Victoria Knight raised one eyebrow. “Well she was all over the regular news too. The Collins family was rich. Really rich. When her parents died, Xandra Collins inherited millions. Many millions. She gave tons of money to various charities. That’s one of the reasons she kept making the news. Xandra Collins was wealthy and beautiful, but also quite—unusual.” She looked sideways at my dad. “Three years ago she mysteriously disappeared. Her mansion has been vacant ever since.”

“What happened to her?” I leaned toward the front seat, eager to hear more.

“Skylar,” my mother warned.

“What? I’m just curious.” I’m going to become an undercover detective like my grandfather, so I love anything mysterious. I looked out the window as a jagged bolt of lightning streaked across the windshield and lit up the gloomy sky. Moments later, thunder boomed above us like an exploding cannon. Ms. Knight didn’t answer my question.

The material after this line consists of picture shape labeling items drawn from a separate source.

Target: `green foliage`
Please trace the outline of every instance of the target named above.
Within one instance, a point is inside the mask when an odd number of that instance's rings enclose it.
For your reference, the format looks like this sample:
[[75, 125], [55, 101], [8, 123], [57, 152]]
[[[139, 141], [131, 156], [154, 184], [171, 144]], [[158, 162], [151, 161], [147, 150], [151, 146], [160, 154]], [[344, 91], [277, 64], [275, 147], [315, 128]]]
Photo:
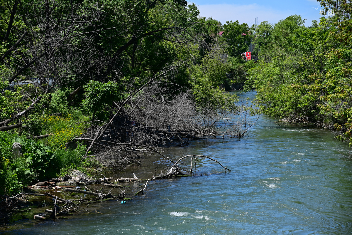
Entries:
[[253, 35], [248, 25], [240, 24], [238, 20], [227, 21], [224, 25], [222, 39], [228, 45], [227, 50], [233, 57], [238, 57], [241, 53], [248, 51]]
[[16, 87], [14, 91], [4, 89], [8, 84], [0, 77], [0, 91], [3, 91], [0, 93], [0, 120], [9, 118], [22, 98], [20, 87]]
[[91, 80], [83, 87], [85, 98], [82, 101], [82, 107], [87, 111], [95, 113], [113, 102], [118, 101], [122, 98], [120, 86], [113, 82], [103, 83]]
[[54, 151], [55, 158], [53, 161], [55, 166], [62, 172], [80, 166], [82, 164], [82, 158], [86, 153], [86, 147], [80, 143], [74, 149], [56, 149]]
[[65, 144], [71, 141], [73, 138], [82, 135], [86, 125], [84, 121], [88, 120], [89, 118], [79, 111], [65, 117], [46, 116], [42, 123], [42, 132], [53, 135], [46, 138], [44, 143], [54, 150], [64, 148]]
[[68, 109], [68, 101], [66, 93], [67, 89], [57, 89], [51, 94], [51, 100], [50, 102], [50, 112], [52, 113], [67, 113]]
[[19, 143], [22, 146], [23, 157], [28, 167], [25, 174], [37, 174], [42, 177], [52, 176], [51, 172], [48, 172], [48, 169], [52, 168], [51, 162], [54, 157], [50, 148], [43, 143], [26, 139], [16, 138], [13, 142]]
[[220, 87], [229, 82], [227, 74], [230, 67], [222, 51], [212, 51], [203, 58], [201, 65], [192, 67], [192, 91], [199, 110], [236, 110], [237, 97], [225, 93], [224, 89]]

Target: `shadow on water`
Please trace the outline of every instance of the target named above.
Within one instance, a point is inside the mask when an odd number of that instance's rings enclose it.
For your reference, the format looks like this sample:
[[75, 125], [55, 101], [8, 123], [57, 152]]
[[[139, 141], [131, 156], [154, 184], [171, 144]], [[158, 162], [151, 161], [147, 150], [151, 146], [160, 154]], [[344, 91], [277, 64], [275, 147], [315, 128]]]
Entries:
[[[230, 173], [203, 160], [195, 177], [151, 182], [143, 195], [126, 204], [89, 206], [101, 214], [21, 222], [4, 234], [352, 234], [352, 162], [342, 161], [338, 151], [348, 144], [321, 128], [275, 120], [261, 117], [249, 136], [240, 140], [199, 140], [164, 150], [173, 159], [213, 157]], [[146, 156], [124, 175], [150, 178], [164, 162]]]

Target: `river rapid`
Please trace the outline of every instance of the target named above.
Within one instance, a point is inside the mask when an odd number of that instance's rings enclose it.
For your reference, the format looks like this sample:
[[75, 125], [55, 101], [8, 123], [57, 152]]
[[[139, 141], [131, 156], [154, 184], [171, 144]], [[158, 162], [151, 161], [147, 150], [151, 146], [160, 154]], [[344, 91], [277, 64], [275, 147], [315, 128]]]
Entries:
[[[348, 143], [321, 128], [275, 120], [261, 117], [249, 137], [240, 139], [192, 141], [163, 150], [175, 160], [213, 157], [230, 173], [202, 160], [195, 177], [150, 182], [143, 195], [125, 204], [89, 205], [99, 213], [55, 221], [19, 221], [4, 234], [352, 234], [352, 161], [342, 160], [338, 151], [348, 151]], [[151, 155], [115, 176], [151, 178], [166, 163]]]

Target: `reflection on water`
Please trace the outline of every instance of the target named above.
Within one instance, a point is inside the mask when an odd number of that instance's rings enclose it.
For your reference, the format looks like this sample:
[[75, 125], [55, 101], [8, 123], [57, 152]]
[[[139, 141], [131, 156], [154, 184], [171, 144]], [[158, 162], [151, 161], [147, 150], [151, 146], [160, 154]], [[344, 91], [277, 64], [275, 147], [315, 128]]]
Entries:
[[[342, 161], [338, 151], [347, 144], [321, 128], [274, 120], [261, 117], [240, 140], [213, 138], [164, 150], [173, 159], [214, 157], [230, 173], [202, 160], [195, 177], [151, 182], [143, 195], [126, 204], [88, 207], [101, 214], [21, 222], [5, 234], [352, 234], [352, 162]], [[149, 156], [118, 176], [150, 178], [164, 162]]]

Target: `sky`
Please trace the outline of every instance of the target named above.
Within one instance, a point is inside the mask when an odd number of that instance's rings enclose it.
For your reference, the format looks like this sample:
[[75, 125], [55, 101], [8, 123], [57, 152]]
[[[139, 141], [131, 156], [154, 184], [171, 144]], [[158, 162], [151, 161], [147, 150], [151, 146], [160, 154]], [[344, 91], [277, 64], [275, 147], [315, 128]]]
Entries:
[[201, 16], [212, 17], [223, 24], [228, 20], [238, 20], [251, 26], [257, 17], [258, 24], [265, 21], [274, 24], [297, 14], [307, 20], [304, 24], [309, 26], [312, 20], [319, 21], [321, 17], [320, 4], [316, 0], [188, 0], [188, 2], [196, 4]]

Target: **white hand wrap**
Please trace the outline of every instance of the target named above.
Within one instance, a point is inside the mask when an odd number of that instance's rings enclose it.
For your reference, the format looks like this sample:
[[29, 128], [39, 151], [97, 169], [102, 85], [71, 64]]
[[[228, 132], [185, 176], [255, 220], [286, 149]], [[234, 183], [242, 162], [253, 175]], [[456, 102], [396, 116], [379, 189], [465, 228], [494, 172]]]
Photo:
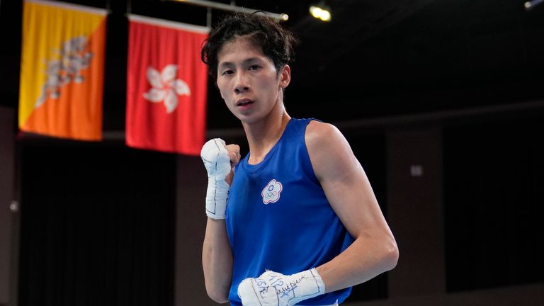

“Xandra Collins’s jewelry collection was legendary too. Every magazine showed her dripping in diamonds. The house is incredible. Wait ‘til you see it.”

“I definitely remember hearing about her,” my father said as we turned off Pacific Coast Highway and headed up into Santa Monica Canyon.

“I’m sure you did. There was quite a scandal concerning her disappearance.” Ms. Knight steered onto a winding street that was so narrow we had to pull partway into someone’s driveway so a car on the other side could get around us. The wind gusted and a bunch of dead leaves splatted against the windshield. She edged carefully back onto the road.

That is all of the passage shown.